The rigorous pursuit of excellence finally caught up.

“I was a top-3 player two years ago, and I wanted to get back to being the No. 1 player in the world, so I would play 4 rounds a day, putt 1,000 times, go to the field—I mean it was honestly 10 to 12 hours of throwing,” he said. “I wanted to just get better no matter what. Once you reach the top level, you’re always looking for more and more and more, and your body can only stand so much of that.”

The decision finally came to step away and build his body back up. He stopped throwing and has hit the gym five times a week for the past 10 weeks. The 6:30 a.m. sessions focus on lower body strength, upper body pulling strength, upper body pushing strength, or a combination of them with higher reps and intensity, which Schusterick called “death days.”

 Will Schusterick filming his Disc Golf Instruction series.

Will Schusterick filming his Disc Golf Instruction series.

Time off the course also allowed him time to launch Disc Golf Instruction, the sport’s first subscription-based, comprehensive video series offering step-by-step tutorials for players from the beginner to professional levels.

“I have a side of me that always wants to do something for the greater good of disc golf,” Schusterick said. “At what point do we open the circle to where the whole world knows what disc golf is? With Prodigy, the naming system—the easiest naming system to understand—the combination of that with DGI, I think it’s going to take disc golf to the next level because they open up doors to the outside world to understand and learn the sport.”

“The goal is to get more people to play.

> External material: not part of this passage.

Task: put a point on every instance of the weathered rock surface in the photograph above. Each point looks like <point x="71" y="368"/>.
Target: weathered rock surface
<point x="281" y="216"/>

If we’re going to get more people to play, they’re going to have to understand the equipment and the fundamentals of how to play the right way.”

The site is set to be a centralized hub for instructional material that teaches disc golf technique in a streamlined and consistent manner. While the Advanced Series and Professional Series are in the pipeline, the site debuted with the first installment of the Beginner Series, a 23-minute video that breaks down the basics of grip, stance, body position, reach back, follow through and more. 

And although it’s labeled as the Beginner Series, new players aren’t the only ones who can benefit. 

“Even if you’re an advanced player, you can learn from it because it breaks down all the fundamentals you can go back to if your game is feeling off,” Schusterick said. “It centers you back to how you should practice and prepare. It’s perfect to say ‘Ok, I need to work on that.’ It teaches you from the foundation up.”

Schusterick himself has gone back to the basics, as he begins to throw again in preparation for the upcoming season. His routine is strategically built around the strength he’s gained in the gym and making sure any bad habits from playing with an injury are gone. 

His methodical approach means missing the Las Vegas Challenge and Memorial Championships to start the season, but it is with another run at being among disc golf’s best in mind.

“Mentally, I’m 100 percent there,” Schusterick said. “I know what it takes to win tournaments. I know once I get my drive dialed down, I can be accurate and deadly. I just have to get on that train and feeling the right way. Then, it’s going to be straight take off from there.”